Why Reducing Property Insurance Can Be a Bad Idea
America’s challenging economy is perhaps best understood through the severe state of the nation’s real estate market. Home values everywhere have fallen and continue to fall across the country, and the boom of the mid-2000’s has definitely come to a screeching halt. Because home values have fallen, many home owners are thinking about cutting their home insurance in order to reflect the new value of their asset. While it may seem tempting to reduce your home insurance and save some money on the lower coverage premiums, it’s a very risky move indeed and few experts would advise doing such a thing.

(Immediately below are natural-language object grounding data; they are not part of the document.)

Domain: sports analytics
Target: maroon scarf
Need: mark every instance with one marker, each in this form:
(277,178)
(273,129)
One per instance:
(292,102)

Many people think it’s a savvy move to lower their home insurance coverage if the value of their home has fallen. This is a big mistake, because the market value of a home is not linked to the cost estimates of repairing it from, say, a total loss. Let’s say you’re away on vacation and your home burns to the ground. Your home insurance will pay for how much it will cost to repair it. If you reduce the amount of your home insurance you will get less money for the necessary repairs – and while your home may be worth less now, the price of materials and labor and other construction components have not. In other words, you may get $150,000 from your home insurance provider, but the costs to rebuild will be $200,000. Now you have not only a burned-out shell of a home, but an extra $50,000 in debt. When it comes to the proper amount of home insurance, you need to be thinking in terms of repair costs, not market value. They’re two completely different things.
To lower your home insurance rates without sacrificing needed coverage, think about raising your deductible and making higher monthly payments. You could also start looking for a better rate, and letting your current provider know it. Seeking to negotiate lower home insurance rates is always a good idea.